Since school begins in a week, it is already too late to be worrying about this but I specialize in worrying about things when the opportune worry-window has long passed, so here it is:
Rumi will be going to Gram Mangal. The pre-school is very simple and minimalistic and completely congruent with our parenting philosophies of unstructured free play, a flexible learning pace and cultural rootedness. Most importantly, it is right next door to us.
I am convinced of the merits of the school. What scares me a little about our decision is whether the fact that she will be in a pre-school that uses Marathi as its medium of instruction will adversely impact her communication and fluency in English. I am (slightly) ashamedly always super-impressed with cracking English. Also (a little more ashamedly), I immediately associate one of my favorite compliments ‘articulate’ with English. So I would love for Rumi to be articulate, but would I be OK with her choosing Marathi as her first language for beautiful articulation and self-expression? I’m not sure, but I’m not sure why I’m unsure, and I really am feeling bad and a bit of a classist about this. Does this mean that if I had to pick a language hierarchy for Rumi to be proficient in, English would be at the top of that list? (Don’t really want to answer that, especially on a public forum as this!) Oh My God, deep inside, am I one of those people who judge others based on superficial things such as language??
The husband thankfully runs so much deeper than me on so many levels and he is able to swat my buzzing doubts away as casually as dealing with mosquitoes with that zingy electrical racquet.
“I’m worried about whether we are starting Rumi off at a disadvantage. My school really made my English what it is today. She is already living in a Marathi-speaking environment.

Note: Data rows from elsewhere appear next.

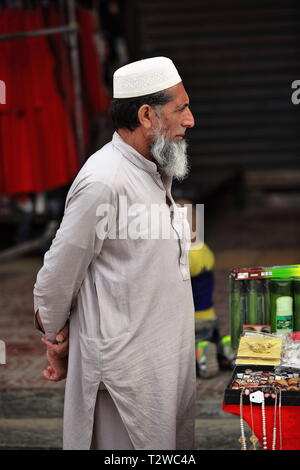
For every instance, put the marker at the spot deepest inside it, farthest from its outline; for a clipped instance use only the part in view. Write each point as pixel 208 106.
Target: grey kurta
pixel 130 306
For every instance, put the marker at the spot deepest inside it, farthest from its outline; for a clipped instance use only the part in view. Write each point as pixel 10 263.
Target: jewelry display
pixel 274 426
pixel 257 394
pixel 253 439
pixel 242 439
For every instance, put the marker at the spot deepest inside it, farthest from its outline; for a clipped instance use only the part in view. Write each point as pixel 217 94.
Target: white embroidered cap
pixel 144 77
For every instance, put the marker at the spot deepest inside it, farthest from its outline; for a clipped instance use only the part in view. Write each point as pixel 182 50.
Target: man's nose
pixel 188 120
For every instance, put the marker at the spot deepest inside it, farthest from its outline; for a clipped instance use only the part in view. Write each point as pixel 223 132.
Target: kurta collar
pixel 133 155
pixel 163 181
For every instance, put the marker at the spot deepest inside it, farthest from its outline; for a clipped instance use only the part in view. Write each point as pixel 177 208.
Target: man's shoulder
pixel 104 163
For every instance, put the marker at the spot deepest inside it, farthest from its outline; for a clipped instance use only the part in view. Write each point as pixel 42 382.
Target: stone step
pixel 29 403
pixel 48 403
pixel 46 434
pixel 35 434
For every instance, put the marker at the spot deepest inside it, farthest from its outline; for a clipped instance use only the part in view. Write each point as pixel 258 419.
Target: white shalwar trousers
pixel 109 432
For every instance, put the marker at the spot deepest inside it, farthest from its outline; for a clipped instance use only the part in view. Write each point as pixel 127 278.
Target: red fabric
pixel 99 99
pixel 37 143
pixel 290 418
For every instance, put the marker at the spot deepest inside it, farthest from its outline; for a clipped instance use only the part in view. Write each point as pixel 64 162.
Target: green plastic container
pixel 281 295
pixel 296 290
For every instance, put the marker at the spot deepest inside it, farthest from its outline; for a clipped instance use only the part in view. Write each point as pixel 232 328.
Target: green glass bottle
pixel 255 302
pixel 267 302
pixel 235 312
pixel 281 295
pixel 296 291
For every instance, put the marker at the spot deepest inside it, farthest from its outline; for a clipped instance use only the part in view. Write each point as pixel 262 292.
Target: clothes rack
pixel 73 29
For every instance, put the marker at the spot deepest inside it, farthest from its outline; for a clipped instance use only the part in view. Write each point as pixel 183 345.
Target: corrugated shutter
pixel 238 60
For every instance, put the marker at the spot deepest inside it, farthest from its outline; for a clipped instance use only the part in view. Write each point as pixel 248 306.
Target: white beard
pixel 170 156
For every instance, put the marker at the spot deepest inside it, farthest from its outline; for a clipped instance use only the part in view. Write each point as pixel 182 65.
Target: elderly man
pixel 128 299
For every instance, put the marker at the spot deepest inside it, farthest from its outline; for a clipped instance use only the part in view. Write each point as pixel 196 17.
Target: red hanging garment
pixel 99 99
pixel 40 153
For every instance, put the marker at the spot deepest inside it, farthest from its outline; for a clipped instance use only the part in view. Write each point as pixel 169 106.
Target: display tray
pixel 232 397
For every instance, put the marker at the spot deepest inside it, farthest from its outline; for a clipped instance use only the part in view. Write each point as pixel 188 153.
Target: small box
pixel 232 397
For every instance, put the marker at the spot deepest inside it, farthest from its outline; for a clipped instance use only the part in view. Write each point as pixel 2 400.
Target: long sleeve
pixel 76 242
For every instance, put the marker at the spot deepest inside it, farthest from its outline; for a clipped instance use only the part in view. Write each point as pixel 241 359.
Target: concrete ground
pixel 266 233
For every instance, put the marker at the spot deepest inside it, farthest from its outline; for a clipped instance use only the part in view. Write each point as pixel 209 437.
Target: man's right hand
pixel 61 349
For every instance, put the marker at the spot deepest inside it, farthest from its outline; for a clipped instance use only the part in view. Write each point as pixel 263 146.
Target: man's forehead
pixel 179 96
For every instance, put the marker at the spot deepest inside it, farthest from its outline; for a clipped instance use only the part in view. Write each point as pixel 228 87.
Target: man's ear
pixel 145 116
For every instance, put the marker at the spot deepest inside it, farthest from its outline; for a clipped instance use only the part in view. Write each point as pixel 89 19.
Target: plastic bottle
pixel 281 293
pixel 296 291
pixel 267 303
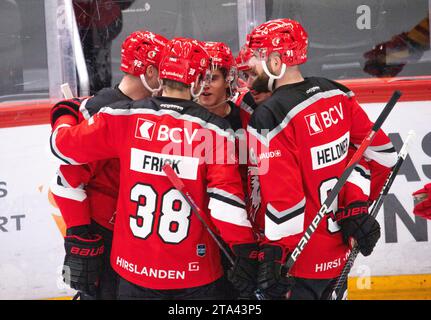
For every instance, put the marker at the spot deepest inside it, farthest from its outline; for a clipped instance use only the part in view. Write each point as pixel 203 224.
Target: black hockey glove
pixel 244 272
pixel 65 107
pixel 272 279
pixel 356 223
pixel 84 259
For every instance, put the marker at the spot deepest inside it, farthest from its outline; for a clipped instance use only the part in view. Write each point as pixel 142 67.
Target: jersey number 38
pixel 175 213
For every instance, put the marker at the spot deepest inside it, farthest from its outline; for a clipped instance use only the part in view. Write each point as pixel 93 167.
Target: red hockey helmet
pixel 220 55
pixel 244 56
pixel 141 49
pixel 184 60
pixel 284 36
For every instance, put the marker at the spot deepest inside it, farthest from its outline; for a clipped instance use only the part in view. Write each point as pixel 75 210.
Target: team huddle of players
pixel 132 235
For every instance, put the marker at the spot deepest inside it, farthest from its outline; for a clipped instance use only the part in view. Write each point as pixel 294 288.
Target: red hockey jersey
pixel 90 191
pixel 300 138
pixel 158 242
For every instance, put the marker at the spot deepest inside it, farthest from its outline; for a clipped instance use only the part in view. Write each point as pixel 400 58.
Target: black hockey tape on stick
pixel 336 293
pixel 180 186
pixel 341 181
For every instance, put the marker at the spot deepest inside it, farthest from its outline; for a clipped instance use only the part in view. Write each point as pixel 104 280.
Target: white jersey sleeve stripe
pixel 275 231
pixel 385 159
pixel 77 194
pixel 226 212
pixel 225 195
pixel 84 110
pixel 55 150
pixel 358 179
pixel 285 215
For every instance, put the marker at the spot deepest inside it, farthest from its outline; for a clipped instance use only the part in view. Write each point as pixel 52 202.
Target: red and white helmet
pixel 285 36
pixel 244 56
pixel 185 60
pixel 141 49
pixel 221 57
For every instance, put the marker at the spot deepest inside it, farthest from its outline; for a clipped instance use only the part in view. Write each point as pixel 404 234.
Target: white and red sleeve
pixel 225 190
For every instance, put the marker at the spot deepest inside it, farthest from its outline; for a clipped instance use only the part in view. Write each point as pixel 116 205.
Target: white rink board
pixel 31 257
pixel 407 255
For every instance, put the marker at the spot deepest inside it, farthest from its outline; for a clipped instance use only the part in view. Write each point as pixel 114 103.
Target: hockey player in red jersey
pixel 246 63
pixel 160 248
pixel 87 194
pixel 422 198
pixel 300 139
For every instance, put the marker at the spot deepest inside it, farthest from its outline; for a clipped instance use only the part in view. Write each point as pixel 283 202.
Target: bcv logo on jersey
pixel 145 130
pixel 330 117
pixel 175 134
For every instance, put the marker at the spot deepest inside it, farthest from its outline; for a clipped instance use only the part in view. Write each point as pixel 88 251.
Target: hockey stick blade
pixel 341 181
pixel 336 291
pixel 180 186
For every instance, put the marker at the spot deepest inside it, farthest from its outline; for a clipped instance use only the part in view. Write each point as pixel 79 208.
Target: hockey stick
pixel 180 186
pixel 67 94
pixel 336 291
pixel 341 181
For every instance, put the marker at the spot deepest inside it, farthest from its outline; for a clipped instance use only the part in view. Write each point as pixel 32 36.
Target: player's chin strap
pixel 271 76
pixel 147 86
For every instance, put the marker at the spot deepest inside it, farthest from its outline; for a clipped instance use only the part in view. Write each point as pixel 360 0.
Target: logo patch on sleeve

Where will she learn to speak and use English?”
“She will learn from us and with us. Would you rather have a school where the medium of instruction is English but her creativity is stifled under the garb of ‘discipline’? Where the syllabus and style of teaching and structure has not undergone any change in the last twenty years? Where she will get into the cycle of memorizing dates and giving exams one after the other for the next decade of her life?”
No, no and no. That is not what I want at all. I really do believe that our education system needs to undergo a massive overhaul and I am very happy to have found good alternative options in Pune.
“And will I meet like-minded parents? That I can actually talk to on the phone and hang out with?” (Since we are being superficial, let us go all the way in. My intense need for making friends and chatting people up manifests itself here). And in my defense, I have been at the receiving end of inverted snobbery, not in the school but in my society: cold looks because I asked something in English instead of Marathi.
“Is that more important than Rumi’s development and well-being?” asks the husband without the slightest trace of disbelief and impatience: he has taken the marriage vows of ‘for better and for worse’ to heart.
“Obviously not” I laugh, trying to cover up for the fact that I gave my social needs a thought while picking out a school for my child.
“Do you think you can express your thoughts beautifully and with equal ease in more than one language or do you have a clear preference for one language?” I realize I have never asked my multilingual husband this before. I know that my inner voice is clearly and unequivocally English and I assume that the one-language domination is true of most people.
Not for my husband though who can write and speak beautifully in both English and German, both languages that he learned and practiced fairly late in his life, both of which came much later than his native Marathi.
And there it is. There is an answer for every single worry that I voice and the bottom line is this: the onus of raising Rumi lies with us. If I want her to speak good English, there is a lot that I can do. We need not look at school as way of training our child into becoming all that we want to be (our parents did that: they outsourced the job to be done to the school). In our case, we are looking at the school to supplement and support our style of parenting, making Gram Mangal a good fit for pre-school, before we can send her to DLRC that takes kids from 7 years up. And what is the worst case scenario? That she has to be pulled out and change schools?
Filled with renewed assurance that we are making a decision that feels right for us, I turn my attention to the more important things to worry about: whether the pink Peppa Pig schoolbag will be delivered on time and how to nurse my broken heart when this little pumpkin takes off for four long hours every day.